Thieves' Highway (Jules Dassin, 1949) A revenge story set in the wild and wooly world of wildcat truckers (also explored in A.I. Bezzerides' similarly themed They Drive By Night). Nick Garcos (Richard Conte) comes home after a big score and showers his family with presents. He's so full of himself that he doesn't notice the obvious: Dad's missing his legs (which makes the slippers he bought him a very poor choice). It seems while Nick was away, Dad got rooked on a vegetable run, taken for a long drunk, and had a bad crash in his dilapidated truck, crippling him.

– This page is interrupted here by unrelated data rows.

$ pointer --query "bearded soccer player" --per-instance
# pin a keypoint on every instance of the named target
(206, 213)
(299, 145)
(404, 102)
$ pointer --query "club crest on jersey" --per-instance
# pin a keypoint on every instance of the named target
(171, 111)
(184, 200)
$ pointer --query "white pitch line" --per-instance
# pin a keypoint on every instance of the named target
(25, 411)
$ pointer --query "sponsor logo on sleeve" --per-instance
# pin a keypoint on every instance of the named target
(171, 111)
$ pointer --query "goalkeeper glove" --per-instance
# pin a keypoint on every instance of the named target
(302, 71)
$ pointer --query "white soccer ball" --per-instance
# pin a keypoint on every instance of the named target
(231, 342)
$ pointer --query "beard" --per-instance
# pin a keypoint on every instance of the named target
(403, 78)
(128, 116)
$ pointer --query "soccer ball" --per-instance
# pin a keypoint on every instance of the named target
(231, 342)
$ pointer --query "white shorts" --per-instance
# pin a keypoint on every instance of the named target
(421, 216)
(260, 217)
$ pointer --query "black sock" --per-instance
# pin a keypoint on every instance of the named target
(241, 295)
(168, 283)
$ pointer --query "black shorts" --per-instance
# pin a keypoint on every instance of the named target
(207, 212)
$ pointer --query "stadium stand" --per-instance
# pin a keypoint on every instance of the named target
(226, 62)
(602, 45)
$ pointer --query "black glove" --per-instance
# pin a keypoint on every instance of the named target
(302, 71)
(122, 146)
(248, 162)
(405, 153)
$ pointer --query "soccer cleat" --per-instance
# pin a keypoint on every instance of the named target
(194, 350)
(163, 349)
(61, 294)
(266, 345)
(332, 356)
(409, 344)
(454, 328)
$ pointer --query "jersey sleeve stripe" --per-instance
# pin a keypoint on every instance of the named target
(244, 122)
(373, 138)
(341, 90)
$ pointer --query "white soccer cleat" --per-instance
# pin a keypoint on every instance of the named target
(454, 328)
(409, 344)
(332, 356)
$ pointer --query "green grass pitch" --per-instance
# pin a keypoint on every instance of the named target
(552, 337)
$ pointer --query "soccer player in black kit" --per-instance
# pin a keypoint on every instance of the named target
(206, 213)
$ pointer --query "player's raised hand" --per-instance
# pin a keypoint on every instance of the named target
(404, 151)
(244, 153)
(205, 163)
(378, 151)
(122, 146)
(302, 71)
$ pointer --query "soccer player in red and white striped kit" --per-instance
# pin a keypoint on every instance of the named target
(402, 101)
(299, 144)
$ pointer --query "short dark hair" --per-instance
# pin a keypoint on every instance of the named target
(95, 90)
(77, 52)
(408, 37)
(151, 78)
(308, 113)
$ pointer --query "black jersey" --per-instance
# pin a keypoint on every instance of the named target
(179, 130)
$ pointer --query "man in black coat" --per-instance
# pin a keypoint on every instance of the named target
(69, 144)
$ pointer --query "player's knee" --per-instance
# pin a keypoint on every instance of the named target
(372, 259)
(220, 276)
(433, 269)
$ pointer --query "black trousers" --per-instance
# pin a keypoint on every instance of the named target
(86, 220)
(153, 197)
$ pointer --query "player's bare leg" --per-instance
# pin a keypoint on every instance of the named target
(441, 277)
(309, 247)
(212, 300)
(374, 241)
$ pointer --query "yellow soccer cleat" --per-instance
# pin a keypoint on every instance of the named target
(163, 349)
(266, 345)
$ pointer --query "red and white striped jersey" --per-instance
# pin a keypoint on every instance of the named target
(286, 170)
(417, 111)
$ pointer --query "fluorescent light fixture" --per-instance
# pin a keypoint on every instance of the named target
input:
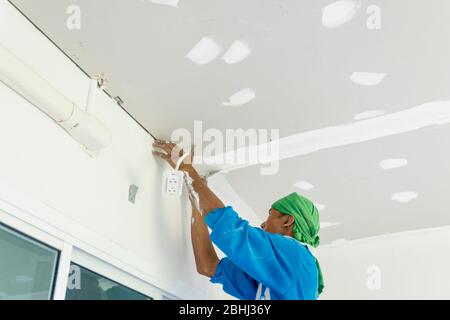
(237, 52)
(367, 78)
(404, 197)
(327, 224)
(205, 51)
(303, 185)
(240, 98)
(83, 126)
(339, 13)
(369, 114)
(171, 3)
(393, 163)
(319, 206)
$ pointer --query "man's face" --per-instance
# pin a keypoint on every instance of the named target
(277, 222)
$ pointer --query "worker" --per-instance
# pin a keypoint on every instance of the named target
(271, 262)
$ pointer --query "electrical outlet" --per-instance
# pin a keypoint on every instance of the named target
(172, 183)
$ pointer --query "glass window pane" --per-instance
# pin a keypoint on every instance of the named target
(87, 285)
(27, 267)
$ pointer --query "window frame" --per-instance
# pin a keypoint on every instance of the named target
(70, 249)
(39, 240)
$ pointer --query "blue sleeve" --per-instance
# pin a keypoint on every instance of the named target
(271, 259)
(235, 281)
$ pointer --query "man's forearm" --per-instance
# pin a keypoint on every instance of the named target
(208, 200)
(206, 258)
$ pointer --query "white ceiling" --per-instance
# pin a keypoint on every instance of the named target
(300, 72)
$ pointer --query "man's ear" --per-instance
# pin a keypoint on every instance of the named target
(289, 221)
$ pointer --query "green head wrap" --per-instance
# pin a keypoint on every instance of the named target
(306, 222)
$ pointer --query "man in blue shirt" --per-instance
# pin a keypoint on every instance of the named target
(271, 262)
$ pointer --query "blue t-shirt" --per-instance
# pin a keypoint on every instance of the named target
(259, 264)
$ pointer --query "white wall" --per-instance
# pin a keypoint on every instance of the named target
(411, 265)
(47, 174)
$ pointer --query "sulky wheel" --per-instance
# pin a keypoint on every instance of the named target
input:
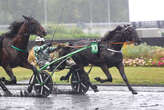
(43, 84)
(79, 82)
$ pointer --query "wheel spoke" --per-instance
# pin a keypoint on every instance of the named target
(82, 84)
(41, 92)
(47, 87)
(41, 80)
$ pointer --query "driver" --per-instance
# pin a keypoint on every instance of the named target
(42, 52)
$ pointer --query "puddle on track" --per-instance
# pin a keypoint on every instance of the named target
(103, 100)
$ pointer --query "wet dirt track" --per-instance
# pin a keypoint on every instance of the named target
(109, 98)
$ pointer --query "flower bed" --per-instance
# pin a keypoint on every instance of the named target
(143, 55)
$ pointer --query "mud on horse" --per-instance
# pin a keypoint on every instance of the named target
(13, 46)
(109, 54)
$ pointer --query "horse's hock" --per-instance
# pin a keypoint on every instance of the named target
(149, 32)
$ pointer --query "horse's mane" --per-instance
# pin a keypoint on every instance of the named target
(13, 29)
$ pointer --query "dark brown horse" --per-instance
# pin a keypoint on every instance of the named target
(13, 45)
(109, 54)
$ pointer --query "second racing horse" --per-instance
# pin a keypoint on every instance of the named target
(109, 54)
(13, 46)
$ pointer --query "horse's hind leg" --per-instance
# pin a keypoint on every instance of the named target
(121, 70)
(8, 70)
(6, 91)
(107, 73)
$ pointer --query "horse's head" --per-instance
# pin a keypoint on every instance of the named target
(122, 34)
(34, 27)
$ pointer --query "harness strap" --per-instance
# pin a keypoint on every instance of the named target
(18, 49)
(114, 50)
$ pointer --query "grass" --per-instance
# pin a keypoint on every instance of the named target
(135, 75)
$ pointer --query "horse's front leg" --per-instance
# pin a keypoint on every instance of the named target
(122, 72)
(107, 73)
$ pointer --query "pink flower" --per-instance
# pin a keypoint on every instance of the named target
(153, 63)
(162, 58)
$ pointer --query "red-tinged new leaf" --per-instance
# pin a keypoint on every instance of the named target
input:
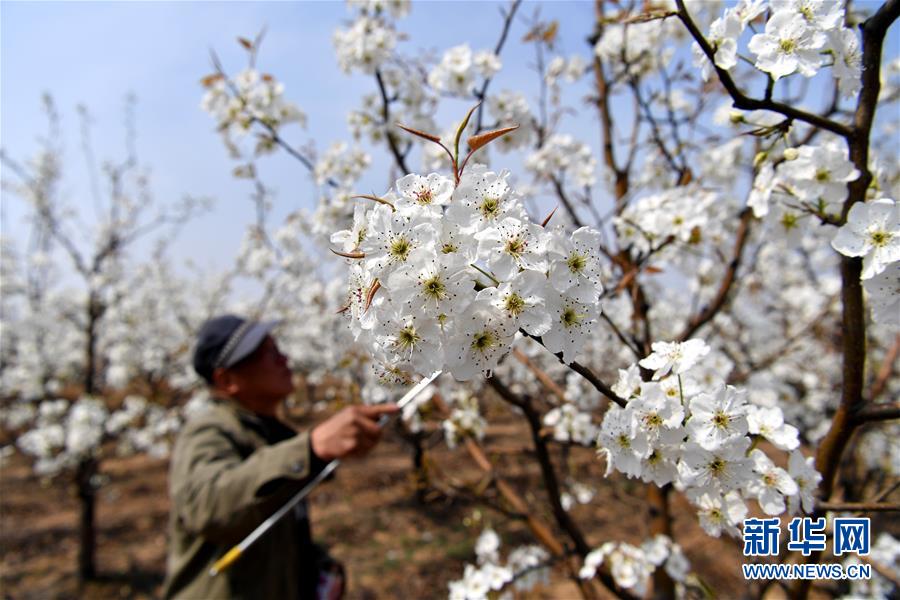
(375, 199)
(376, 285)
(482, 139)
(355, 255)
(549, 216)
(421, 134)
(462, 127)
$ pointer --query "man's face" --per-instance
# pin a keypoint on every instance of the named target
(263, 376)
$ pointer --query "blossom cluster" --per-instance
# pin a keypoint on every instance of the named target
(65, 433)
(701, 436)
(872, 232)
(800, 36)
(563, 155)
(632, 566)
(249, 97)
(444, 276)
(465, 419)
(524, 568)
(459, 68)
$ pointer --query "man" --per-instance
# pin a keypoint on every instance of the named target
(237, 463)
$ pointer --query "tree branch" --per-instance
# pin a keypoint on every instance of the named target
(745, 102)
(718, 302)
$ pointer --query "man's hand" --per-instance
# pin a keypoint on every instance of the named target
(351, 432)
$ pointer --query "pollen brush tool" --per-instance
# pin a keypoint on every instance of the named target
(235, 553)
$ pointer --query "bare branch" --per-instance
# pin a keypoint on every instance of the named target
(718, 302)
(745, 102)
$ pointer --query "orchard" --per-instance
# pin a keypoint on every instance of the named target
(693, 303)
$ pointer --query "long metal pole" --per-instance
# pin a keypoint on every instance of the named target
(232, 555)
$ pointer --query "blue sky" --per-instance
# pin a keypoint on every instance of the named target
(96, 53)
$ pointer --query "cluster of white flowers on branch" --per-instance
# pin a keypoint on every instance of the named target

Worldly-wise and hardened in combat, Nick decides on an assault on the man who crushed his dad's dreams, one Mike Figlia (Lee J. Cobb), a bad apple who'll spoil the whole bunch right down to the bottom of the barrell. He partners with the wild-catter who bought Pop's truck (the great Millard Mitchell) to deliver two loads of golden delicious to Figlia's produce wholesaler in San Fran'...if they can get through a gauntlet that includes duplicitous rival wild-catters, a truck with a bad universal (and not much good!), 36 hours straight on the road without any sleep, and worn tires (a sequence that Dassin turns into a thrilling montage of overlapping images).

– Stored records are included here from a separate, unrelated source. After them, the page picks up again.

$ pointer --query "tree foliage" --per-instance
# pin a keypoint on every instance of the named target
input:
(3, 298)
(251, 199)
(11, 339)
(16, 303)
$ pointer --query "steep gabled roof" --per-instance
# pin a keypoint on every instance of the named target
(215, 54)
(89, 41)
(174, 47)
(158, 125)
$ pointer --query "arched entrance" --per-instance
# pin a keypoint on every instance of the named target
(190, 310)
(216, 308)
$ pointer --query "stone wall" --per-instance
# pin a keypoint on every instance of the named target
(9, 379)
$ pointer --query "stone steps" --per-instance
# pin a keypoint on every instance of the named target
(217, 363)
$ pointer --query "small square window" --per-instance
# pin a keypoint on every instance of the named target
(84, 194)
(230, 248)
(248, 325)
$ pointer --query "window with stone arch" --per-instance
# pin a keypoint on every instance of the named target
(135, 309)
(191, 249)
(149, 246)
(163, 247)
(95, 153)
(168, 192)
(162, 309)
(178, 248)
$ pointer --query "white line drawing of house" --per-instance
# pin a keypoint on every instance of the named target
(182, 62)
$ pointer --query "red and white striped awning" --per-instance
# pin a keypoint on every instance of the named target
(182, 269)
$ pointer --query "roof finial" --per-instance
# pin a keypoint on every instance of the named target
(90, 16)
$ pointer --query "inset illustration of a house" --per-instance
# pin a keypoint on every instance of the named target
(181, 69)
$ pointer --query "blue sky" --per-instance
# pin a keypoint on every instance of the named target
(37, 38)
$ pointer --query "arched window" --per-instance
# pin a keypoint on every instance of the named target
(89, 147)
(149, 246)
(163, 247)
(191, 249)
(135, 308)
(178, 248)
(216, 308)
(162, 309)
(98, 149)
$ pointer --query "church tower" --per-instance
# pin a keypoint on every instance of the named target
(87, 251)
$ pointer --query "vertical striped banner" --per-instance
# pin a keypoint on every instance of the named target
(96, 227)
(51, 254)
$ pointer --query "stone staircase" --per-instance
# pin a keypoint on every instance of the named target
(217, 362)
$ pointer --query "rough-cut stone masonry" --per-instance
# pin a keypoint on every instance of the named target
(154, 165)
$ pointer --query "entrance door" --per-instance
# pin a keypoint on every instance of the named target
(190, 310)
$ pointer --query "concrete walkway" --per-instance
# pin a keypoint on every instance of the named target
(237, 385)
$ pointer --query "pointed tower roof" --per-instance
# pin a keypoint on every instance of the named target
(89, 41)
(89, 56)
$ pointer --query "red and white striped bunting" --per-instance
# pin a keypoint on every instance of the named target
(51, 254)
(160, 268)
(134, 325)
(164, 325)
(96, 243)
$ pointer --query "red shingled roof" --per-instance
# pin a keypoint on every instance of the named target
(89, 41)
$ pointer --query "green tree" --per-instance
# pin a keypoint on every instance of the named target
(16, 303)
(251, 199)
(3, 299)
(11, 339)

Except for the loading of apples, all this takes place at night, and no one could dredge the dark as well as Jules Dassin (as he was always proud to announce, that's pronounced "Da-ssin," from the U.S.). Dassin always had a flair for the street and the twisted culture of film noir, and Thieves Highway is gritty and street-smart: no one in this movie is naive or innocent, everybody has an agenda or an angle, and Nick has to keep his head on straight (tough to do with a neck injury received when a truck collapsed on him while changing a tire), whether negotiating with Figlia or dealing with the street-frail (Valentina Cortese) hired by Figlia to entertain Nick while he works the angles.
It's an education, one that toughens Nick up and makes him see that there's more than what he imagined in his existence before. Sure, he's earned a living and survived the war, but... It's one thing to avoid death, it's quite another to embrace life.